Monthly average temperature for several Environment Canada weather stations in Saskatchewan | Source: Environment and Climate Change Canada
Temperature map of the Prairies during the month of May. Most of the province reached average temperatures (shown in white) except for the far north where it was slightly warmer than average (shown in yellow) | Source: Environment and Climate Change Canada

The majority of weather stations either recorded their normal average of precipitation or exceeded it, except for Key Lake where it got 70 per cent of its normal precipitation with 25.4 mm. Regina got 54.1 mm, just above its average for this time of year; Yorkton as well at 56 mm, Moose Jaw 62.1, and Saskatoon 50.7. La Ronge, Meadow Lake, and North Battleford, which was aided by a pair of “good storms”, were in their respective top 10s for the wettest May. 

“Pretty amazing,” Lang summarized.

Monthly precipitation numbers for May at multiple Environment Canada weather stations. | Source: Environment and Climate Change Canada
Precipitation map of the Prairies for the month of May. Most areas of Saskatchewan got slightly above or above average precipitation. | Source: Environment and Climate Change Canada

Lang noted less lightning strikes in May compared to the yearly average. Just over 18-thousand lightning strikes were detected in May, compared to the average of 22-thousand 650.

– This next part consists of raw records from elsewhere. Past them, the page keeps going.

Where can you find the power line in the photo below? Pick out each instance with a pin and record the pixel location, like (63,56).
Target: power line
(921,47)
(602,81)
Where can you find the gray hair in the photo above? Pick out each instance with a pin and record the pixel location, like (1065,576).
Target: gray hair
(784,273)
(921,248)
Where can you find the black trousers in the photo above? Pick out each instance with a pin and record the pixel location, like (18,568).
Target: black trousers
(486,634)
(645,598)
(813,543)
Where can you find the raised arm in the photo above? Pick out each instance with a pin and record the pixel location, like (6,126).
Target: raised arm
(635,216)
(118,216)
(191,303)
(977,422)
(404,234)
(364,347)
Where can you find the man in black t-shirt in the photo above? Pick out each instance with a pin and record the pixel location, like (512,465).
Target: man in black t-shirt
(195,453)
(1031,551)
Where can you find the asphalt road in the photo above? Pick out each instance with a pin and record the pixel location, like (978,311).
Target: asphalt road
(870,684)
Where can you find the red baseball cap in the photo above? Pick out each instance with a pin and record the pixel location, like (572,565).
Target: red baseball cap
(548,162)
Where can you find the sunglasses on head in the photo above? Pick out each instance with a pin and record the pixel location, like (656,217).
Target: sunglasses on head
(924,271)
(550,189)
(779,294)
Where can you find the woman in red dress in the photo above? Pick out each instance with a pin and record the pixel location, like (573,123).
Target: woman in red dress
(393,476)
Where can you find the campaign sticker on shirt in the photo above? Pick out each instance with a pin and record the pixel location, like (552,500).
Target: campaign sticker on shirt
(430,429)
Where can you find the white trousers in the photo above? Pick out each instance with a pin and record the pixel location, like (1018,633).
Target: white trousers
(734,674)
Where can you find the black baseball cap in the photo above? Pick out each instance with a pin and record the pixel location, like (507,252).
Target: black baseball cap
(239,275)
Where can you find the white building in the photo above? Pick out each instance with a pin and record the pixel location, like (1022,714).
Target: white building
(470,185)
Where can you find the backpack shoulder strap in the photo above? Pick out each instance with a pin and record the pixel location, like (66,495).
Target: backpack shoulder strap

“May is sort of the kick-off to lightning season across the prairies, but it was below average and we’ve actually seen that trending over the last couple years that the number of strikes we’ve been getting has been going down. What is interesting as well for May is…a number of big weather systems come through. Everyone got in on the moisture and you don’t see a lot of thunderstorms when there’s a big weather system like that, so it kind of goes hand-in-hand with these big weather systems that give general rain and this lack of lightning so it does make sense.”